Appassionante. Il bravo Fabio Martini de La Stampa, ci informa che mentre il governo Berlusconi conta ventun ministri e trentanove sottosegretari, il “governo ombra” del Partito Democratico è arrivato alla bellezza di cinquanta ministri-ombra e trentaquattro dirigenti con altrettanti incarichi nel partito. In origine i ministri-ombra erano ventuno. Ma ora siamo a venti sotto-segretari-ombra, due consiglieri-ombra, otto coordinatori-ombra. Fanno le cose in grande. Il ministro-ombra all’ambiente Ermete Realacci dispone di ben quattro sotto-segretari-ombra: uno alla sicurezza; uno per i settori climatici; uno agli enti locali; e infine uno per il settore parchi. Ci sono poi personaggi come Goffredo Bettini, coordinatore della “iniziativa politica”, che non si sa cosa sia, ma suona bene; poi ci sono una quantità di responsabili: quello all’Organizzazione; il responsabile Circoli; il responsabile Settore Adesioni; il responsabile Attuazione Statuto; il responsabile Settore Elettorale; il responsabile Campagne Elettorali, il responsabile Elezioni Europee 2009…

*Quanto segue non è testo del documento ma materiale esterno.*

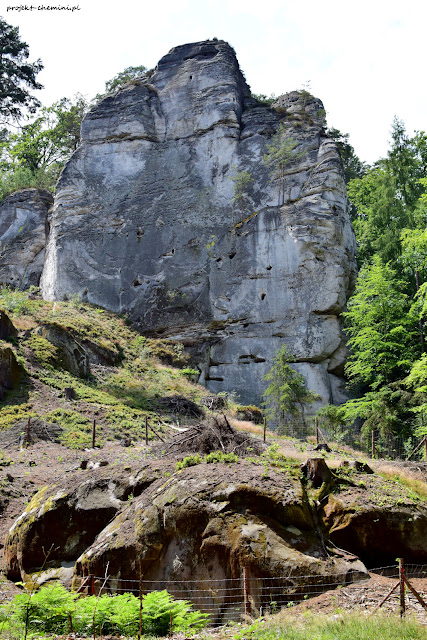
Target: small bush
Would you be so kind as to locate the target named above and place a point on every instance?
(188, 461)
(53, 609)
(219, 456)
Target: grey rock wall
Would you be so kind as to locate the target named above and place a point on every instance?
(23, 230)
(144, 222)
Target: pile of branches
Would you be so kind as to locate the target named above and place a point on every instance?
(16, 436)
(214, 435)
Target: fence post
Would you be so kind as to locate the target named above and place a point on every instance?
(27, 437)
(402, 586)
(246, 579)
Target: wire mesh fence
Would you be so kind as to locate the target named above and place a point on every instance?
(231, 599)
(372, 442)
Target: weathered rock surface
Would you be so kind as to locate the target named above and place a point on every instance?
(7, 328)
(376, 520)
(203, 523)
(145, 222)
(70, 354)
(207, 522)
(11, 371)
(23, 232)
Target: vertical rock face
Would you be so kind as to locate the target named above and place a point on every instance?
(23, 227)
(146, 220)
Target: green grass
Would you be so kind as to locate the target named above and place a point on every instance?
(121, 393)
(313, 626)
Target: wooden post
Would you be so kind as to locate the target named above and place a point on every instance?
(27, 437)
(246, 579)
(402, 586)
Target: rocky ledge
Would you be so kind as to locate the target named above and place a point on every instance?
(206, 522)
(147, 221)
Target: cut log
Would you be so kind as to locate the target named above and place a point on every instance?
(317, 471)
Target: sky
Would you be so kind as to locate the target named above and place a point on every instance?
(364, 59)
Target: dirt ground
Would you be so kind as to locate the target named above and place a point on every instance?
(23, 471)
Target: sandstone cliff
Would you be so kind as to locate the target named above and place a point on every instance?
(145, 222)
(23, 230)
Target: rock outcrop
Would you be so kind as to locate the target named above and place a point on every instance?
(11, 371)
(147, 221)
(23, 232)
(203, 523)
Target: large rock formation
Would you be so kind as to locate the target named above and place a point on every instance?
(199, 526)
(146, 221)
(23, 230)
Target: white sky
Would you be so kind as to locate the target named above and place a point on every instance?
(364, 59)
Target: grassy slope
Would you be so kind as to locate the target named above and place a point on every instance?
(119, 395)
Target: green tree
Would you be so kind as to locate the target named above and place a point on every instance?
(17, 75)
(279, 156)
(120, 80)
(287, 396)
(353, 166)
(35, 155)
(382, 332)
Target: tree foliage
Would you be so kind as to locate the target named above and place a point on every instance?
(353, 166)
(287, 396)
(17, 75)
(35, 154)
(386, 315)
(280, 154)
(120, 80)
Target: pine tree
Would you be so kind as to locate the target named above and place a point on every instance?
(17, 76)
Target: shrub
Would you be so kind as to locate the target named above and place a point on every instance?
(188, 461)
(53, 609)
(219, 456)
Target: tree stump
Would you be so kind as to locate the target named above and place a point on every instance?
(317, 472)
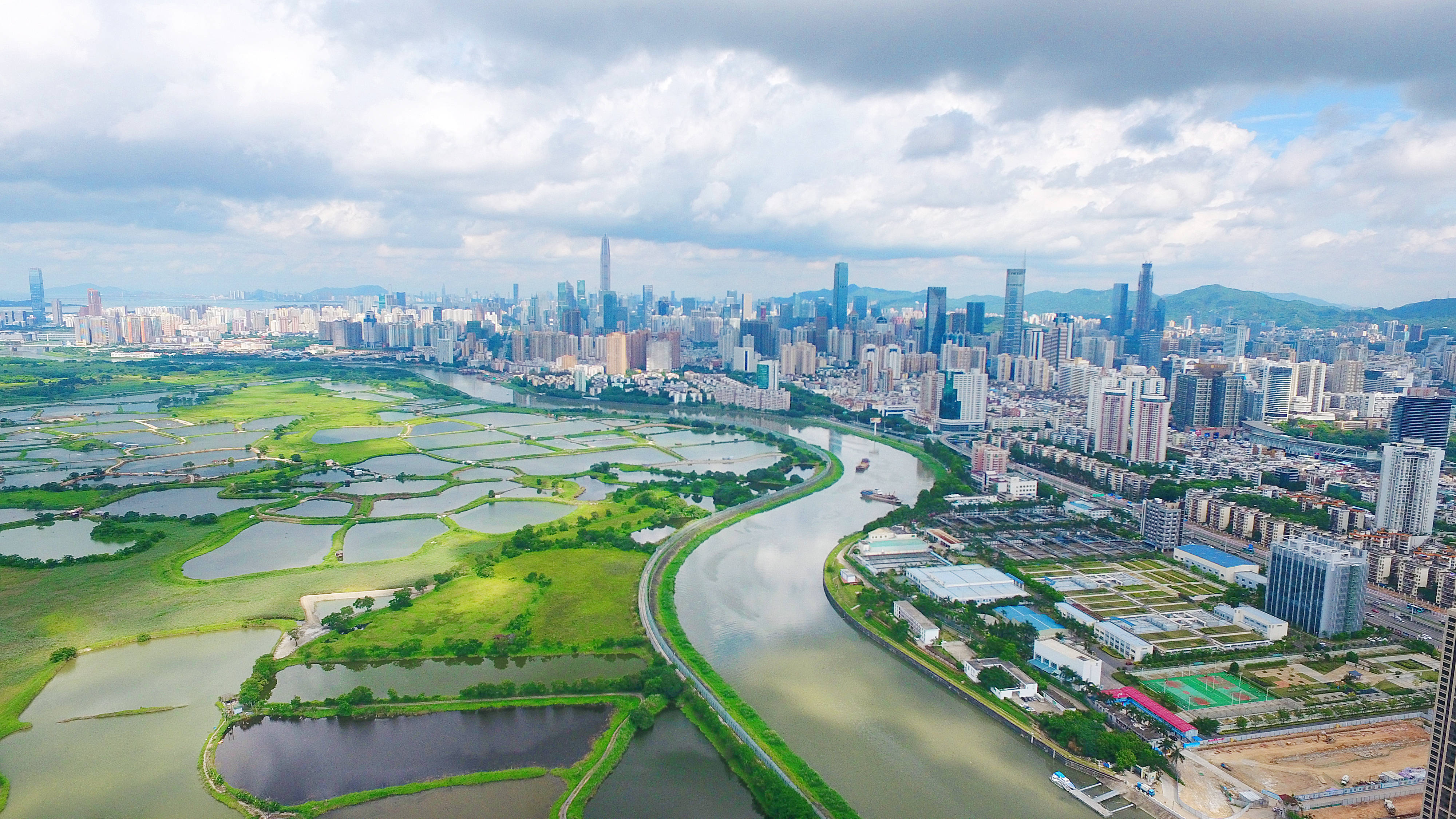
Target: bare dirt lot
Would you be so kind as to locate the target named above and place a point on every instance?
(1307, 764)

Manca la politica, ma questo evidentemente, è un trascurabile dettaglio. Intanto il PD, che a parole si vuole aprire alla società, in realtà si arrocca e si chiude. Dopo aver condannato a morte il governo di Romano Prodi, il PD ha perso rovinosamente le elezioni, regalando una strepitosa vittoria a Silvio Berlusconi e al centro-destra (che poi Berlusconi e il centro-destra, privi di una anche minima cultura di “governo” non sappia, appunto, “governare”, è altro discorso); e ora, giorno dopo giorno, sta dilapidando quella che poteva essere una ottima occasione per favorire processi di ibridazione e di “aperture”, le primarie.
Marco Pannella ha osservato che se Barack Obama fosse stato italiano e si fosse candidato alle primarie del PD, non avrebbe avuto una possibilità una. Come non è stata data una possibilità una allo stesso Pannella; e non solo a lui: Giulia Innocenzi, che si è candidata alla guida dei giovani del PD, sta incontrando e ha incontrato ostacoli e boicottaggi di ogni tipo; ma boicottaggi e ostacoli ha incontrato, per esempio, Ermanno De Rosa candidato alle primarie per il sindaco, a Cremona; e la stessa cosa si può dire per Gianfranco Pasquino a Bologna, in corsa per il post-Cofferati.
Lo specchio, e la spocchia, di questa insensibilità, di questa indifferenza, è costituito da L’Unità: che avrà pure indossato la mini-gonna, ma – come si dice – non è l’abito a fare il monaco; e non è la mini-gonna a fare e dare le idee. Lo si è ben visto nella puntata di “Porta a porta” di ieri, che ha preso spunto da un sarcastico, recente pamphlet di Edmondo Berselli. Nessuno dei pur numerosi partecipanti, che abbia sollevato la questione di come aggregarsi, organizzarsi, sul che fare e come, il modello di partito, il diritto di partecipare. Nel salotto di Bruno Vespa tutti a discutere degli errori e del futuro – se ha un futuro – della “sinistra radicale”. Mancavano proprio i radicali. Al solito, come sempre. Peccato (per loro). Qualcosa di utile e di nuovo i radicali ce l’hanno, da dire; non per un caso vengono silenziati.